Pero existe una advertencia importante: la evidencia digital debe ser obtenida y valorada conforme a las reglas legales aplicables. No todo contenido encontrado en un teléfono constituye automáticamente una prueba válida ni puede ser manipulado, descontextualizado o presentado selectivamente.
La investigación debe establecer su autenticidad, origen y relación con los hechos investigados.
El verdadero desafío: encontrar el equilibrio
El artículo 136 representa un cambio importante en la manera de entender la autonomía sexual dentro de las relaciones de pareja. Pero su aplicación también exige responsabilidad institucional y social.
Una persona que denuncia debe poder acudir ante las autoridades sin ser revictimizada, ridiculizada o cuestionada simplemente porque el hecho ocurrió dentro de su matrimonio o relación sentimental.
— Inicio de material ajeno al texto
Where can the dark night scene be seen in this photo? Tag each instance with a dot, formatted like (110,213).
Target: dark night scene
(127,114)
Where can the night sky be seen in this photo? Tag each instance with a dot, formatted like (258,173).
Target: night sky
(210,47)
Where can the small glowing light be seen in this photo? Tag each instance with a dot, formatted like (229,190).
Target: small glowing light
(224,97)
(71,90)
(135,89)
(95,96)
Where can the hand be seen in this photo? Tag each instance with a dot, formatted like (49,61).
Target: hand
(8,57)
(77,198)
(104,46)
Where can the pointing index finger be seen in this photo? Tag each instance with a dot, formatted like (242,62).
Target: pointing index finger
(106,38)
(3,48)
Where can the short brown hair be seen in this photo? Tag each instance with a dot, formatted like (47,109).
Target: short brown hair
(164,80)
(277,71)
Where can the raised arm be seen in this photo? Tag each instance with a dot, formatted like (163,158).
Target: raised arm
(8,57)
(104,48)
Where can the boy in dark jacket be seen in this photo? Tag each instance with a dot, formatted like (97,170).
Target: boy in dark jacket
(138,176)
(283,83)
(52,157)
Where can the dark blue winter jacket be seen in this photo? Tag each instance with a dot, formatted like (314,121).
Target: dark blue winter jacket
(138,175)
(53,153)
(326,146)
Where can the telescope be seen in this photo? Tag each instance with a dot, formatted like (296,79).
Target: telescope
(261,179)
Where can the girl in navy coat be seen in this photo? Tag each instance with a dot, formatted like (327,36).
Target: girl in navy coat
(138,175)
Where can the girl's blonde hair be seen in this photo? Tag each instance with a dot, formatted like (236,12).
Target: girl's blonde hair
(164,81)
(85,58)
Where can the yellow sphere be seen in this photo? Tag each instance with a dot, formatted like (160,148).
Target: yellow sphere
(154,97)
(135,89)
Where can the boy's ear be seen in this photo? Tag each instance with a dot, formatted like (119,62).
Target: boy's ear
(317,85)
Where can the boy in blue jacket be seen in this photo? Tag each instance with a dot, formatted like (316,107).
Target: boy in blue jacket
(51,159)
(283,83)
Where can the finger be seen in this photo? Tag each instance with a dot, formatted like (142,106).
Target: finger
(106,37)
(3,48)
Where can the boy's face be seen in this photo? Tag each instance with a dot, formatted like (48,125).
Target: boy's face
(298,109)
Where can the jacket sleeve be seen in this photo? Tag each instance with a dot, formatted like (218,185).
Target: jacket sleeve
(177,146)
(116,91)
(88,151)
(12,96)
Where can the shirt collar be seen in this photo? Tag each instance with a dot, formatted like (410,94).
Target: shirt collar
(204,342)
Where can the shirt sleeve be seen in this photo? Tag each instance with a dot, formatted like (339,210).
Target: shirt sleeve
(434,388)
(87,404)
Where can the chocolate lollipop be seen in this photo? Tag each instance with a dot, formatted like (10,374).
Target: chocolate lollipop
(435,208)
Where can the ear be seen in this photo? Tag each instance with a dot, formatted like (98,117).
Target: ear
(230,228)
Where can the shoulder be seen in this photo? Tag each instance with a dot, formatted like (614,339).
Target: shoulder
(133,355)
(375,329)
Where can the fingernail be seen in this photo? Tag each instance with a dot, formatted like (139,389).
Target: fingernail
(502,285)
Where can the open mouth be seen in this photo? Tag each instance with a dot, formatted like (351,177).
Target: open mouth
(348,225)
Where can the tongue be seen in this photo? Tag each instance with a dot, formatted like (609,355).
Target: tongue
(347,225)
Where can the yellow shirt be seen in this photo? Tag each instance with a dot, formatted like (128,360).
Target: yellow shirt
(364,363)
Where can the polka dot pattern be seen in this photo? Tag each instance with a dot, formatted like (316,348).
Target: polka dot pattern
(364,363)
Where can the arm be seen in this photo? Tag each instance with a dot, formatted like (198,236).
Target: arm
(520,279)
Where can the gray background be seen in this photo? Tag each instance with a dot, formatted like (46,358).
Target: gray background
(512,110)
Al mismo tiempo, una persona denunciada debe conservar plenamente sus garantías constitucionales y procesales.
Ni la denuncia debe convertirse en una condena, ni la ausencia de un testigo presencial debe convertirse en una razón automática para descartar una acusación.
Entre ambos extremos está la investigación penal: recoger evidencia, verificar testimonios, contrastar versiones, preservar pruebas, garantizar el derecho de defensa y permitir que finalmente sea un tribunal, y no las redes sociales ni la opinión pública, quien determine la responsabilidad.
Un nuevo concepto de consentimiento
La verdadera trascendencia del artículo 136 quizás no esté únicamente en la cantidad de años de prisión que establece.
Está en afirmar jurídicamente que la intimidad de una pareja sigue estando sometida al consentimiento.
El matrimonio, la convivencia, los años de relación o la existencia de relaciones sexuales anteriores no eliminan el derecho individual a decidir sobre el propio cuerpo.
Pero precisamente porque se trata de una materia que puede generar consecuencias penales de enorme gravedad, su aplicación debe descansar sobre investigaciones rigurosas y pruebas obtenidas conforme a la ley.
El nuevo Código Penal coloca así sobre la mesa una conversación que la sociedad dominicana tendrá que profundizar: cómo proteger eficazmente la libertad sexual dentro de la pareja sin sacrificar las garantías fundamentales que sostienen todo proceso penal.
Y quizá esa sea la pregunta que acompañará la entrada en vigor del nuevo régimen: ¿cómo demostrar la verdad cuando el hecho ocurrió precisamente donde casi nadie más pudo verlo?
La respuesta no puede ser creer ciegamente ni desconfiar automáticamente. Debe ser investigada.